Importing Data **************

These lines of code import your data. Please make sure that the csv files are stored in the same file as this R Markdown file.

body_data <- read.csv("bodytemp_heartrate.csv")
stress_data <- read.csv("stress+and+talk.csv")

Section 1 - Detailed Hypothesis Testing ***************************************

Instructions: Please answer all of the subpoints of each of the questions. For critical values, if there are two, please report both. Any data that you calculate should be reported in a data frame that you print at the bottom of your block of code. For written answers, please write them below the subpoint in the R code.

Question 1: *********(10 points)

Suppose that you are a zoologist studying the heights of giraffes. You know that the population mean for giraffe height is 550 cm with a standard deviation of 30 cm. On your trip to Tanzania, you use advanced technology to collect the height for as many Masai giraffes as you can find. After sampling 25 Masai giraffes, you find that their average height is 537 cm. You think that this is a low number, but you are interested in whether the Masai giraffes are significantly shorter (\(\alpha = 0.05\)) than the population average.

#Insert your R code here (use as many R lines as you need)


## 1b).

mu <- 550
sigma <- 30
alpha <- 0.05
n <- 25

xbar <- 537
zcrit <- qnorm(alpha)
zobt <- (xbar-mu)/(sigma/sqrt(n))

p <- pnorm(zobt, lower.tail = TRUE)

dofz <- data.frame(
  Variables = c("Z-crit", "Z-obt", "P-Value"),
  Values = c(zcrit, zobt, p)
)

print(dofz)

##   Variables      Values
## 1    Z-crit -1.64485363
## 2     Z-obt -2.16666667
## 3   P-Value  0.01513014

1a) Write out the null and alternative hypotheses

H0: mu = 550
Ha: mu < 550

1b) Within a data frame in R, report the following values: Report the appropriate critical value(s) Report the calculated statistic What is the probability of finding a Masai giraffe of 537 cm within the population?

Probability of finding a Masai giraffe of 537 cm within the population is 0.01513.

1c) What is your decision in regards to the null and alternative hypotheses?

Since p-value < alpha (.0151 < 0.05), we REJECT the null hypothesis (H0).

1d) Interpret your decision in terms of statistical significance

Since the p-value (0.0151) is less than the alpha value (0.05), the result is statistically significant.
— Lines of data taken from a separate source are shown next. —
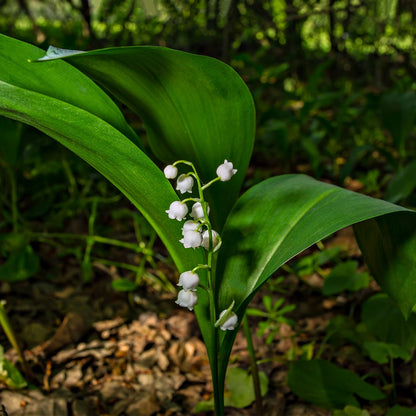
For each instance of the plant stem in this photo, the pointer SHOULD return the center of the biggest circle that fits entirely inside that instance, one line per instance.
(254, 368)
(5, 324)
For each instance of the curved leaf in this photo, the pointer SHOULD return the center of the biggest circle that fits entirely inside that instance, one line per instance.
(194, 108)
(279, 218)
(108, 151)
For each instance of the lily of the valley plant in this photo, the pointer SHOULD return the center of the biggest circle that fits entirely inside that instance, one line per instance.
(198, 109)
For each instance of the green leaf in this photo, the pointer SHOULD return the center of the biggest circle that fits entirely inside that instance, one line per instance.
(351, 411)
(20, 265)
(194, 108)
(123, 285)
(9, 374)
(279, 218)
(240, 390)
(398, 110)
(388, 244)
(9, 140)
(385, 321)
(344, 276)
(324, 384)
(401, 411)
(381, 352)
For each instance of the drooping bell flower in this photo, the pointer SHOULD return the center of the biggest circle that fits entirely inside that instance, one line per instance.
(231, 321)
(197, 211)
(177, 210)
(170, 171)
(225, 171)
(188, 280)
(184, 183)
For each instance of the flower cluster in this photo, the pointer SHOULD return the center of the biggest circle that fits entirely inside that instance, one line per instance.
(197, 231)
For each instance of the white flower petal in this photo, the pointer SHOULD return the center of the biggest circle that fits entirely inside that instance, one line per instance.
(170, 171)
(187, 299)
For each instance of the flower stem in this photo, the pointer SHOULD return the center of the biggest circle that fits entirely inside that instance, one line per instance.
(254, 368)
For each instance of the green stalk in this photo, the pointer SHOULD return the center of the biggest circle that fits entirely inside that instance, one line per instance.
(254, 368)
(218, 392)
(8, 330)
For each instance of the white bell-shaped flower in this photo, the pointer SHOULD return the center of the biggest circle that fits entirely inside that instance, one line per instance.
(177, 210)
(205, 239)
(197, 211)
(191, 239)
(190, 226)
(188, 280)
(184, 183)
(225, 171)
(230, 323)
(170, 171)
(187, 299)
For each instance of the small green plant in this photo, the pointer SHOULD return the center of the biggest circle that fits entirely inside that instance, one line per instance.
(198, 109)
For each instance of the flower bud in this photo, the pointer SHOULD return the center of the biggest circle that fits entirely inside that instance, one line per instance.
(191, 239)
(230, 323)
(225, 171)
(190, 226)
(177, 210)
(197, 211)
(184, 183)
(188, 280)
(187, 299)
(205, 239)
(170, 171)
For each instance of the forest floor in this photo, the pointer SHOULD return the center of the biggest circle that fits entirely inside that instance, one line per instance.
(93, 352)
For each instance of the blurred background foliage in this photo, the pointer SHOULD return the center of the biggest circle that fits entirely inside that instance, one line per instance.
(333, 80)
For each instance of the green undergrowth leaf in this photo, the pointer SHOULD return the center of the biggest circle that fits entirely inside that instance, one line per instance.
(401, 411)
(402, 184)
(351, 411)
(9, 374)
(240, 390)
(324, 384)
(344, 276)
(385, 321)
(262, 234)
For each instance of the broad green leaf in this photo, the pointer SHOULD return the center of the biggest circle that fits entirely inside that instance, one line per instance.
(279, 218)
(351, 411)
(401, 411)
(194, 108)
(385, 321)
(324, 384)
(57, 80)
(20, 265)
(381, 352)
(388, 244)
(9, 141)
Essentially, there is enough proof to conclude that the heights of Masai giraffes in this sample are significantly shorter than the known population mean of 550 cm.

Question 2: *********** (10 points)

A professor is skeptical of whether the lighting in the class room helps or hurts students’ grades. He wants to compare the exam scores of his current class that has dim lights to his past classes that had bright lights. Since he has kept track of every single mean exam score over his 10 years of teaching the course (where the exam stayed exactly the same), he knows that the mean score on the exam is a 76.8 out of 100. However, he only kept track of the mean. A group of 30 students received the following scores on the exam. The professor is wondering, is there any difference between these scores compared to the population mean at an alpha of 0.01?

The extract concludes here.